Smart Form with AISuggest

Combines AI models and cloud-based services to simplify and improve accuracy in manual data collection

I crafted the design of Enablon AISuggest smart form as the first step to achieving high data quality in manual data collection. It combines Enablon's in-house AI models with cloud-based services to enhance data accuracy during data collection.

Save $15 million annually

that poor data quality costs the average business

Eliminate 26%

of corporate data that is "dirty".

Situation

Form fatigue was compromising data quality and safety reporting. Lengthy forms led to inaccurate entries ("dirty data") and high abandonment rates.

This created a disconnect between EHS managers, who required precise data, and field operators, who needed a fast, mobile-friendly way to report incidents without disrupting their workflow.

Key Processes
User testing
GDPR compliance

My Role
UX Designer
UX tester

Teams Involved
Data Lab
Product management

Pain Points

Field operators struggled with exhaustive input fields and competing time pressures.

  • Data Integrity: 26% of corporate data is "dirty," with 60% of those errors caused by human entry.

  • Financial Cost: Poor data quality costs the average business $15 million annually.

  • Friction: Overly complex forms resulted in significant underreporting of field incidents.

Objectives

  • Reduce Friction: Streamline the data capture process to increase reporting frequency.

  • Enhance Accuracy: Address data quality issues at the point of entry.

  • Ensure Compliance: Automate GDPR protection by identifying Personally Identifiable Information (PII).

  • Operational Value: Provide EHS departments with reliable, actionable insights.

Solution

I integrated generative AI into the AISuggest framework, utilizing in-house deep learning models trained on extensive event databases.
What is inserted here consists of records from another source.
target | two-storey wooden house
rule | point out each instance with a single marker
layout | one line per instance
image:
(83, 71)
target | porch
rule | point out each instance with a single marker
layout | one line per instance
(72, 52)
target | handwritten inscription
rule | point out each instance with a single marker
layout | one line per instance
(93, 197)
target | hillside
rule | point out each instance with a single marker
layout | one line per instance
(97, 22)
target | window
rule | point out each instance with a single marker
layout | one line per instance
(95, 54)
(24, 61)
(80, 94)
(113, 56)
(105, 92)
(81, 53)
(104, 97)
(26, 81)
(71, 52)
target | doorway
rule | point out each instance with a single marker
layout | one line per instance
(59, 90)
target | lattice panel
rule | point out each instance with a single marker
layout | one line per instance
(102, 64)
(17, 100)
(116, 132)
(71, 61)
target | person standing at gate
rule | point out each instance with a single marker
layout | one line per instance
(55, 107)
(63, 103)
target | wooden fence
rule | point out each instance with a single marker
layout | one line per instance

  • Automated Classification: The AI analyzes free text to assign risk categories instantly.

  • Intelligent Suggestions: Predicts answers and pre-populates fields based on context.

  • Human-in-the-Loop: Users retain final authority, choosing to accept or reject AI suggestions.

  • Continuous Learning: The model improves accuracy by learning from user feedback and corrections.

Impact

AISuggest transformed the reporting experience across three main pillars:

Speed & Accessibility

  • Efficiency: Reduced form completion time to just 2–3 minutes.

  • Mobility: Fully responsive design optimized for seamless field use.

Data Quality

  • Consistency: Automated suggestions eliminated manual entry errors and improved data completeness.

  • Lifecycle Integrity: Prevented the propagation of "dirty data" into the larger ecosystem.

Advanced Capabilities

  • Explainable AI: Highlights the specific text informing each AI suggestion for transparency.

  • Security: Automated PII flagging ensures robust GDPR compliance.